To the Editor
We read with interest the letter by Dzik and colleagues, 1 who compared the ABO blood group distribution between 957 COVID‐19 patients admitted in the Boston area during the 2020 pandemic for whom ABO typing was available and 5840 historical controls from the same period of 2019 and found no significant difference. The investigation was prompted by evidence from previous studies conducted in Asia and Mediterranean Europe highlighting a higher risk of severe SARS‐CoV‐2 infection in individuals carrying the A blood group, and relative protection in those carrying the O group,2, 3, 4 although evidence is still controversial. 5 By examining Italian and Spanish cohorts, we detected a cross‐replicating association between rs657152 at the ABO locus with severe COVID‐19 with respiratory failure that was significant at genomewide level. 2 The analysis was restricted to unrelated individuals of European descent and was independent of age, sex and the genetic background. A blood group–specific analysis showed a higher risk of severe COVID‐19 in blood group A (odds ratio [OR], 1.45 95% confidence interval [95% CI], 1.20‐1.75; P = .028) and a protective effect in blood group O compared with other blood groups (OR, 0.65; 95% CI, 0.53‐0.79; P = .004). By analyzing a local control group of 14 658 first‐time Italian blood donors from Milan, it was shown that the association was not driven by a selection bias in the controls due to selective retention of blood group O individuals in the blood donation program. 2
Several factors may account for the discrepant results obtained by Dzik et al. 1 Indeed, the Boston cohort included a different range of COVID‐19 severity (including mild infections), and the analysis was not adjusted for confounders; in particular, it did not account for genetic background differences between cases and controls.
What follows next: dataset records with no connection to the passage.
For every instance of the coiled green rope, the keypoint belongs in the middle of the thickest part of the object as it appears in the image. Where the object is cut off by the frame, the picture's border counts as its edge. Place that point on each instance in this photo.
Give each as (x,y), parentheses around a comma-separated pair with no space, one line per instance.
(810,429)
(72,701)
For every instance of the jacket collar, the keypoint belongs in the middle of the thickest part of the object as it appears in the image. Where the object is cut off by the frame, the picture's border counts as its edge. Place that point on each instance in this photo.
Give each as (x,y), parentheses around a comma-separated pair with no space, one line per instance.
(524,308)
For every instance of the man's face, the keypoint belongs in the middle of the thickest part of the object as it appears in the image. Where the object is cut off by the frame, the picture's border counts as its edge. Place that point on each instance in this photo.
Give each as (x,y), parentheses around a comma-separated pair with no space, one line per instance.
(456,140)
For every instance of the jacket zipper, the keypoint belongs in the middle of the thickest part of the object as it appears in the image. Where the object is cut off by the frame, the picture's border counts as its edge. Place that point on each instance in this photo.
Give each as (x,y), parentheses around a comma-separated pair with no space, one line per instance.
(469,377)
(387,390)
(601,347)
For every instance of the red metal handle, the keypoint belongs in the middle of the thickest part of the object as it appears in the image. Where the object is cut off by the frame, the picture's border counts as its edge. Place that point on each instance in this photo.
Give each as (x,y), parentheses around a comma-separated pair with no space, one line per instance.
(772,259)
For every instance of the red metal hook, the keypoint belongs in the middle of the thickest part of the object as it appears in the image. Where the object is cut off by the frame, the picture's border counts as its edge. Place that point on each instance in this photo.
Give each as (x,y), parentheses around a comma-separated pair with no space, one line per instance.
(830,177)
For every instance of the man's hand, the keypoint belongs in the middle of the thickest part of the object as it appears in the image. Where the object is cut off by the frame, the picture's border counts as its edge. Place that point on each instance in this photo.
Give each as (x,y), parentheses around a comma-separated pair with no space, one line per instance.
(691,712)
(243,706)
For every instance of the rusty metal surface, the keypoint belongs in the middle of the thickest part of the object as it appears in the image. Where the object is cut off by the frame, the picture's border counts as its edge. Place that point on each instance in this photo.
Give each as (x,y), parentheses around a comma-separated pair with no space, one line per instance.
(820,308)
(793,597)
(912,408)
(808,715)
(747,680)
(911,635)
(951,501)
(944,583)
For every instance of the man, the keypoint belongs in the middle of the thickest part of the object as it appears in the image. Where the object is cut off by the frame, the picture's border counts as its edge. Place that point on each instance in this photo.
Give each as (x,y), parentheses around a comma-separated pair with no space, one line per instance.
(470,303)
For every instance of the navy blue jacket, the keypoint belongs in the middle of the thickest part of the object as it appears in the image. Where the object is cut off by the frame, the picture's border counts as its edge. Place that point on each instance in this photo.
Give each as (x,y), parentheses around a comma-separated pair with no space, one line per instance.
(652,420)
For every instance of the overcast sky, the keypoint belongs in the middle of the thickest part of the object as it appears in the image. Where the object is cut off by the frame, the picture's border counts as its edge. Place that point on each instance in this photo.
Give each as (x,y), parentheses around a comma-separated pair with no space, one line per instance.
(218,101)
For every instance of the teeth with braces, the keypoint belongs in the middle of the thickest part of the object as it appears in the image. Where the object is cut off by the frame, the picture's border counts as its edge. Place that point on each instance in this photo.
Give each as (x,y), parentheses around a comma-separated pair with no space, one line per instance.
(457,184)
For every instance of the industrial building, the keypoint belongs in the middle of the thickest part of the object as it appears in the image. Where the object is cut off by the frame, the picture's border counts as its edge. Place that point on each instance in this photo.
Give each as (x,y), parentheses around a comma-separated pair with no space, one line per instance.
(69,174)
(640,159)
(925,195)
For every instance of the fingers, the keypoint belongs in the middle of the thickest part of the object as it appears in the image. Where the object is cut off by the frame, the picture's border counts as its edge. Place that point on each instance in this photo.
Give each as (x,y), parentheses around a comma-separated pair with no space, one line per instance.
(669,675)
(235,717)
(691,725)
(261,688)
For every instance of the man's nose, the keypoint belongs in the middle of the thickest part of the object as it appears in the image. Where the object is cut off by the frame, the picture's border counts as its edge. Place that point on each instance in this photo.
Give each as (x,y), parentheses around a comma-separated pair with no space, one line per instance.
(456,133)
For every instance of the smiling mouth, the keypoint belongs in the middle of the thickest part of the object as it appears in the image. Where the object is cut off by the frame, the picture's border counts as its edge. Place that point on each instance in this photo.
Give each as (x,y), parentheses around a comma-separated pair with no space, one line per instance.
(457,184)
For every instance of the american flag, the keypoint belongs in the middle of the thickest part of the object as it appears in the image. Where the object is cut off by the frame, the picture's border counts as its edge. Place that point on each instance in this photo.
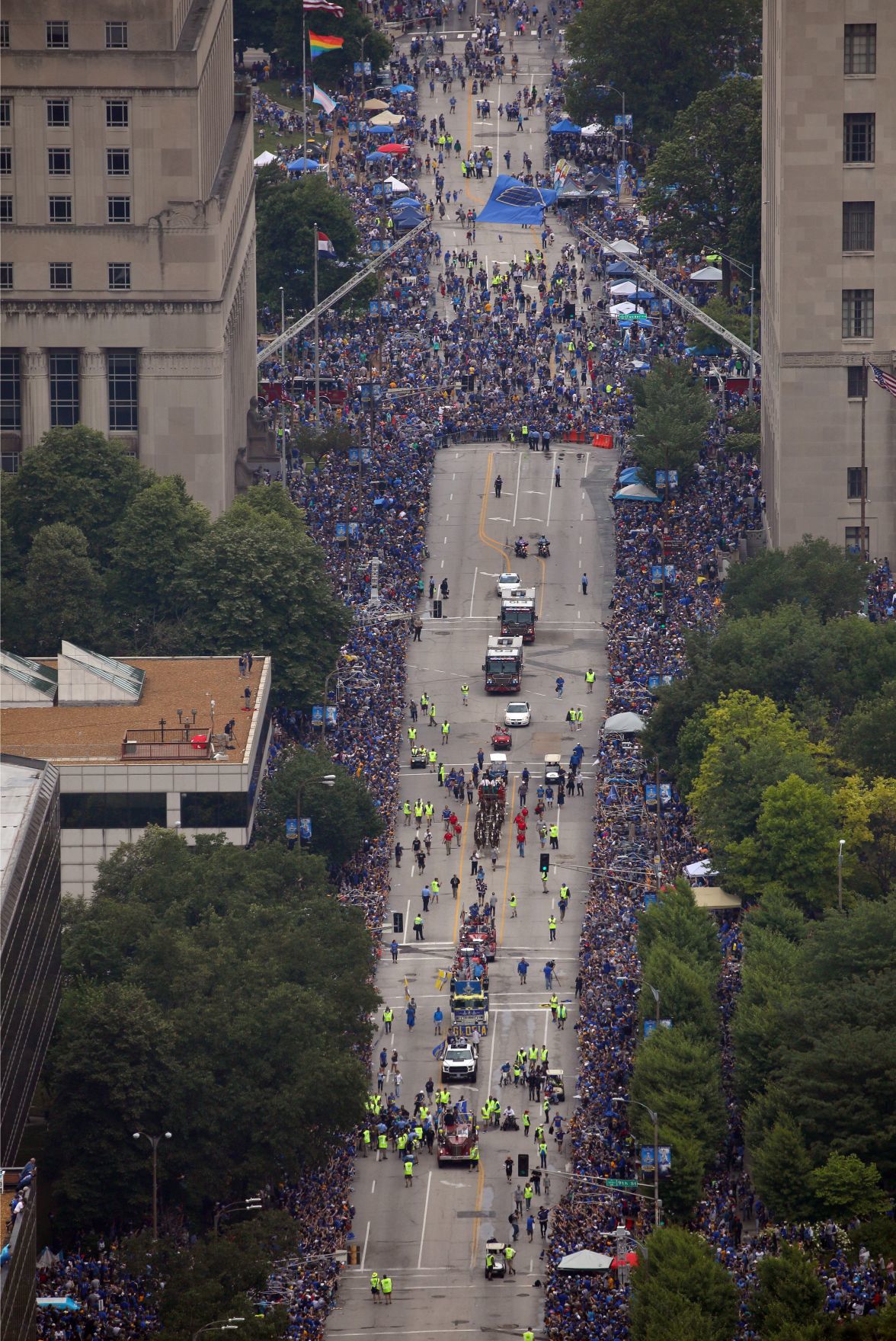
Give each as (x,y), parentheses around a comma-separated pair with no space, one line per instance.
(885,379)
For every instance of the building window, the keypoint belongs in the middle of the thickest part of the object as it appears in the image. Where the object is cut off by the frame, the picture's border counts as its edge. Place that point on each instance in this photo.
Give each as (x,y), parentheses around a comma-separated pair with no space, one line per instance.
(121,370)
(11,391)
(859,226)
(859,137)
(65,388)
(113,809)
(117,113)
(857,381)
(857,312)
(116,37)
(853,482)
(118,210)
(853,539)
(61,274)
(58,111)
(860,49)
(120,274)
(61,210)
(118,162)
(59,162)
(56,34)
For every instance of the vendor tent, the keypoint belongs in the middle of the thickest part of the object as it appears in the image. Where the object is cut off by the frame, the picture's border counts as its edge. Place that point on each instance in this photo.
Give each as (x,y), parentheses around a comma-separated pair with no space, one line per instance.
(622,725)
(584,1263)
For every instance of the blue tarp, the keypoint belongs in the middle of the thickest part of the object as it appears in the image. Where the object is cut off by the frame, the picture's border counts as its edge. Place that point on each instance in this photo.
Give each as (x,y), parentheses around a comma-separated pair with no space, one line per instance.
(513,201)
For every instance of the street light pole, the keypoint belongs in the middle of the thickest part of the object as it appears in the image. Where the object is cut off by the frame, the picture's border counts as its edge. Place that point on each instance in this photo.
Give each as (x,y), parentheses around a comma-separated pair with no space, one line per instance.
(153,1141)
(654,1119)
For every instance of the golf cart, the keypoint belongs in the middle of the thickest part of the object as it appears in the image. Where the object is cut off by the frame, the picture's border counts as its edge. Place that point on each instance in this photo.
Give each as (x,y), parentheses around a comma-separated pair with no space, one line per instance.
(495,1256)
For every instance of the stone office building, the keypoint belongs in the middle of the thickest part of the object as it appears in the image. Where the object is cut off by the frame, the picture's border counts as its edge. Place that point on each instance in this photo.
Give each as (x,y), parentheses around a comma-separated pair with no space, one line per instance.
(126,200)
(829,270)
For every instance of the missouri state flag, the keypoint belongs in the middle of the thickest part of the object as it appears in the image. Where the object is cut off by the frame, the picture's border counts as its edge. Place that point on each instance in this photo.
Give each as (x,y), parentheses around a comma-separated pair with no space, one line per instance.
(321,44)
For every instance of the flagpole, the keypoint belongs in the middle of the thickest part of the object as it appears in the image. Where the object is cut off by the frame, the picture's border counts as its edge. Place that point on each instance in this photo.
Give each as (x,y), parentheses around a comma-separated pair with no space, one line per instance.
(305,120)
(317,341)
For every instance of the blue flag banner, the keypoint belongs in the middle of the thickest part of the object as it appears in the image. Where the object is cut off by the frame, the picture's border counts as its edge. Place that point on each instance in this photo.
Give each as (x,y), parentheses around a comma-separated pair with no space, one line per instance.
(513,201)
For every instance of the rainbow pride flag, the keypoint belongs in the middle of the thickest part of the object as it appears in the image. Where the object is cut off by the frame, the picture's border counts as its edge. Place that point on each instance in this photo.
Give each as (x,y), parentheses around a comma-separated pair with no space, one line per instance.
(319,46)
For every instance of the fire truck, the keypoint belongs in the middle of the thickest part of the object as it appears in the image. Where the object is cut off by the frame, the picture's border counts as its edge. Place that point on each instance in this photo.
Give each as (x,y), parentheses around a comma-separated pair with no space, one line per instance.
(456,1139)
(518,614)
(504,665)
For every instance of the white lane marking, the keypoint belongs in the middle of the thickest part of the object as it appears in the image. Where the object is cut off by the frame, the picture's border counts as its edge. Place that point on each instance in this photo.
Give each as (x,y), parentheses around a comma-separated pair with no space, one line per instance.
(423,1227)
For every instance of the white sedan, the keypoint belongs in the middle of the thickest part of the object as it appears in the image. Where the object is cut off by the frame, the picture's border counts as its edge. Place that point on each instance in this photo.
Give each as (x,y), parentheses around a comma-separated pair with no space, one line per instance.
(518,715)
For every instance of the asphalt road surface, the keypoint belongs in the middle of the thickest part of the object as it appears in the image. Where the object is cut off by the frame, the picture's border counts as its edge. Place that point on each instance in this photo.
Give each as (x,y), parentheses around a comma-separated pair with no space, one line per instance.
(430,1237)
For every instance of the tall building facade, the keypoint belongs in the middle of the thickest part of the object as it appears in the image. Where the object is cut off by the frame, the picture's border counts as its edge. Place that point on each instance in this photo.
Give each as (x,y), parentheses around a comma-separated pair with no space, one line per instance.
(829,270)
(128,211)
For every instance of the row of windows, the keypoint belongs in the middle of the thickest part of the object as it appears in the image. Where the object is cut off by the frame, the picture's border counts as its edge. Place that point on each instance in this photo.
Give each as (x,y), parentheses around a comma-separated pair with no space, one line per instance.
(59,210)
(65,389)
(137,809)
(59,113)
(61,271)
(56,35)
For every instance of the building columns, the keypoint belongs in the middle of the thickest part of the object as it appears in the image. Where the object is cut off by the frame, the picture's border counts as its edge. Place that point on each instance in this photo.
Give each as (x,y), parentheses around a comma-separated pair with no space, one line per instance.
(35,396)
(94,391)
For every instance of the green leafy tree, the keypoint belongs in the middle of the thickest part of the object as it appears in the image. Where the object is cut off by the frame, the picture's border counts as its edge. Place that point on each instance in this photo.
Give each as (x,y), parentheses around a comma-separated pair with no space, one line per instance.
(845,1189)
(682,1277)
(795,848)
(157,531)
(258,581)
(661,53)
(814,574)
(706,180)
(753,746)
(782,1173)
(677,920)
(285,220)
(77,476)
(670,424)
(341,815)
(255,997)
(788,1295)
(62,596)
(867,738)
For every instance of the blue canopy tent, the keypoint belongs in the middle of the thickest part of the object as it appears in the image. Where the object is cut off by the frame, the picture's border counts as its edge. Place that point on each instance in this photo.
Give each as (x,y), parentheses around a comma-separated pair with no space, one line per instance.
(303,165)
(513,201)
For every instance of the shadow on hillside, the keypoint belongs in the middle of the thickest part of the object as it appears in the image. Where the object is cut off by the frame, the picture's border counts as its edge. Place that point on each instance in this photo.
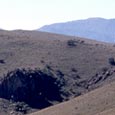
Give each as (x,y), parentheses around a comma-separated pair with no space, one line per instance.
(35,87)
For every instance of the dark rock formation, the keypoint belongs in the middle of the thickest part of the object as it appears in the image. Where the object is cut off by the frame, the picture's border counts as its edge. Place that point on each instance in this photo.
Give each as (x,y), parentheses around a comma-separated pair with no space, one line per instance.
(34,87)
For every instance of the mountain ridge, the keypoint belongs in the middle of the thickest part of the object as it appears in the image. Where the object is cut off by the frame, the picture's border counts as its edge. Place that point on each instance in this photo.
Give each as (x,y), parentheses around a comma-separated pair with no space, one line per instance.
(94,28)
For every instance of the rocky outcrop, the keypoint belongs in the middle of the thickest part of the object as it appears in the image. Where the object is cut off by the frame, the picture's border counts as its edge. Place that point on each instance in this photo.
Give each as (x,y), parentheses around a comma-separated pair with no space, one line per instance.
(34,87)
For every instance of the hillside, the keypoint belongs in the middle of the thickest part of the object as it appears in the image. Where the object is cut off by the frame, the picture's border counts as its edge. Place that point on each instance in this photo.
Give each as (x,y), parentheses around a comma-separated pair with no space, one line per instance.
(94,28)
(98,102)
(28,59)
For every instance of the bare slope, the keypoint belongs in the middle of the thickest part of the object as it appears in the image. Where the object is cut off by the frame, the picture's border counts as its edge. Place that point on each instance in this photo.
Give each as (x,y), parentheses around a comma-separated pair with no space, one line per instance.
(81,62)
(98,102)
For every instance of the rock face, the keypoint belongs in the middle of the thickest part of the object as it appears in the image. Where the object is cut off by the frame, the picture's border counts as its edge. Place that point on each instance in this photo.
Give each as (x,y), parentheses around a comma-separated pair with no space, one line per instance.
(34,87)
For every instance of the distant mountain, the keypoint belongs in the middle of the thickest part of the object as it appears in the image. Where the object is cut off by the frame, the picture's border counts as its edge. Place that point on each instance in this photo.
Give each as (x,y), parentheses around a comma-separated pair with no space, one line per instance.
(94,28)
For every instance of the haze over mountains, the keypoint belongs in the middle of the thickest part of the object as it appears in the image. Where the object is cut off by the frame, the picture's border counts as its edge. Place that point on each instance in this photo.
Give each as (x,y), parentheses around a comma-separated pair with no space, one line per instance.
(93,28)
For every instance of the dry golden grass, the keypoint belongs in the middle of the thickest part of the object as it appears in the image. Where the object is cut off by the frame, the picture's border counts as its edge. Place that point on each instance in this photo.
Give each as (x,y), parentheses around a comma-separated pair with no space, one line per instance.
(97,102)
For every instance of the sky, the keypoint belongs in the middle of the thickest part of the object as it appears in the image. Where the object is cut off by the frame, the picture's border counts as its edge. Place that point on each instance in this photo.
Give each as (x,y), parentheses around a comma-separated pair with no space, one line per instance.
(33,14)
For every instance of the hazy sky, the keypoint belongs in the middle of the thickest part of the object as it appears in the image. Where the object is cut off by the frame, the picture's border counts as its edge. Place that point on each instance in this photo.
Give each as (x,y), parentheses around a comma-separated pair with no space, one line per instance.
(32,14)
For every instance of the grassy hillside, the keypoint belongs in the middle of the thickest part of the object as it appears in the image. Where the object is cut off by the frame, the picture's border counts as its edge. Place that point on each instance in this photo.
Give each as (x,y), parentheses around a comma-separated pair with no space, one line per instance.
(98,102)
On the other side, previous studies could not discriminate whether the association between ABO and COVID‐19 was explained by an increased risk of infection by SARS‐CoV‐2 or by an increased risk of progression toward the development of more severe symptoms. 2
Supporting the association between ABO and the risk of severe COVID‐19, we now provide data on the ABO blood frequency among patients admitted at the Fondazione IRCCS Caʼ Granda Milan during the outbreak. In Table 1 (top panel), we report the impact of ABO group on the risk of severe COVID‐19 with respiratory failure in a case–control study conducted in unrelated European individuals for whom genetic typing is available. 2 We confirmed the findings in the overall cohort (shown in Table 1, middle panel) that carriage of group A was associated with higher risk of severe COVID‐19 than group O independently of confounders (OR, 1.43; 95% CI, 1.04‐1.96; P = .032), while group B was not. 2 We also observed a marked increase in the risk of severe disease in carriers of the AB group (OR, 2.78; 95% CI, 1.38‐5.58; P = .005). To further validate the association, as suggested by Dzik et al.,1 we next examined the impact of ABO on severe COVID‐19 by comparing the same patients to a further control group of European patients evaluated at the Milan blood bank during 2019, where ABO blood group could not be biased by inclusion in a blood donation program (Table 1, middle panel). The overall ABO distribution in this control group was similar than that of Milan blood donors. We confirmed a higher risk of severe COVID‐19 in carriers of group A (OR, 1.24; 95% CI, 1.02‐1.52) and AB (OR, 1.72; 95% CI, 1.18‐2.51) compared to group O, although the effect size was smaller than in the previous analysis. When we evaluated the impact of ABO on disease severity (admission to intensive care unit due to the requirement of mechanical ventilation) within the severe COVID‐19 cohort of patients with respiratory failure, we observed a nonsignificant trend for a higher risk in carriers of type B blood (P = .051), while group A did not further increase the risk (Table 1, bottom panel).
TABLE 1.
Frequency distribution of ABO blood groups between unrelated European patients with COVID‐19 admitted at the Fondazione IRCCS Cà Granda during March and April 2019 and two different control groups
| Blood group | ||||
|---|---|---|---|---|
| O | A | B | AB | |
| GWAS case–control study | ||||
| Severe COVID‐19 (n = 505) | 190 (37.6) | 225 (44.6) | 53 (10.5) | 37 (7.3) |
| Blood donors (n = 890) | 416 (46.7) | 339 (38.1) | 106 (11.9) | 29 (3.3) |
| OR | REF | 1.43 | 1.05 | 2.78 |
| 95% CI | 1.04‐1.96 | 0.64‐1.75 | 1.38‐5.58 | |
| P value a | 0.028 | 0.83 | 0.004 | |
| Expanded case–control study | ||||
| Transfused 2019 (n = 18 097) | 7831 (43.3) | 7291 (40.3) | 2174 (12.0) | 801 (4.4) |
| OR | REF | 1.24 | 0.96 | 1.72 |
| 95% CI | 1.02‐1.52 | 0.70‐1.32 | 1.18‐2.51 | |
| P value b | 0.032 | 0.80 | 0.005 | |
| Severe COVID‐19 patients | ||||
| ICU | 32 (33.0) | 42 (43.3) | 14 (14.4) | 9 (9.3) |
| Medicine | 158 (38.7) | 183 (44.9) | 39 (9.6) | 28 (6.9) |
| OR | REF | 1.19 | 2.08 | 1.78 |
| 95% CI | 0.71‐2.00 | 0.99‐4.37 | 0.75‐4.22 | |
| P value c | 0.51 | 0.051 | 0.34 | |
Note: Unrelated European healthy blood donors evaluated at the Fondazione during the same period (top panel) and patients evaluated at the Fondazione Blood Bank during 2019 for blood transfusion (middle panel). The impact of ABO blood groups on the risk of admission to the ICU is reported in the bottom panel.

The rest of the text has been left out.